Dairi, MitraBhayangkara.my.id - Dugaan praktik mafia tanah di kawasan hutan lindung Desa Doloktolong, Kecamatan Sumbul, Kabupaten Dairi, Provinsi Sumatera Utara, mencuat ke permukaan. Oknum Kepala Desa Hebron Pintu Batu diduga terlibat dalam jual beli lahan di kawasan tersebut.

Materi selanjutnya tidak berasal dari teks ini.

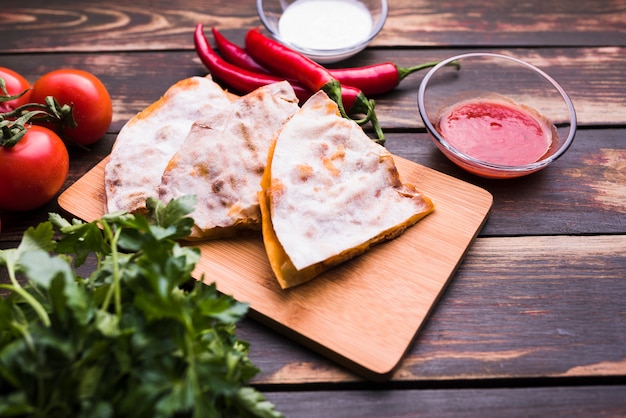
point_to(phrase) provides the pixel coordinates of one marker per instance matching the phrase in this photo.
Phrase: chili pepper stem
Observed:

Dugaan Jual Beli Lahan dan Permintaan Penarikan Surat
Wartawan MitraBhayangkara.my.id yang melakukan konfirmasi langsung kepada Oknum Kepala Desa Hebron Pintu Batu pada Jumat (10/3/2025) di kantor desa, mendapat informasi terkait dugaan temuan surat tanah yang ditandatangani oleh Oknum Kepala Desa bersama Kadus Maniur Sinaga.
Oknum Kepala Desa Hebron Pintu Batu kemudian meminta berita yang sudah diterbitkan oleh wartawan untuk dihapus. Namun, wartawan tetap menelusuri terkait kawasan hutan lindung tersebut. Oknum Kepala Desa juga mengaku bahwa kawasan hutan lindung yang surat tanda tangannya sudah dikeluarkan, kemudian meminta kembali surat tanah terkait keterangan tanah kawasan hutan lindung yang diperjualbelikan kepada masyarakat setempat.
Oknum Kepala Desa memanggil masyarakat ke kantor desa untuk menarik kembali surat tanda tangan tersebut. Namun, masyarakat tidak setuju dengan permintaan tersebut.
"Surat yang sudah ditandatangani ini harus ditanggung jawabnya. Jangan ada berpihak-hak terhadap masyarakat. Sebagian dikeluarkan surat tanah, sebagiannya tidak dikeluarkan. Ada apa?" ujar Amintas Simanjorang, salah seorang warga.
Tindakan Oknum Kepala Desa Hebron Pintu Batu yang menerbitkan Surat Keterangan Tanah (SKT) secara berpihak-hak tanpa kejelasan historis tanah dan tanpa mengikuti regulasi yang berlaku, berpotensi melanggar hukum dan memperparah praktik mafia tanah kawasan hutan lindung.
Hal ini berdampak pada kerusakan lingkungan akibat konversi hutan menjadi lahan yang diperjualbelikan kepada masyarakat setempat, yang menyebabkan terjadinya tutupan hutan serta meningkatkan risiko bencana ekologis.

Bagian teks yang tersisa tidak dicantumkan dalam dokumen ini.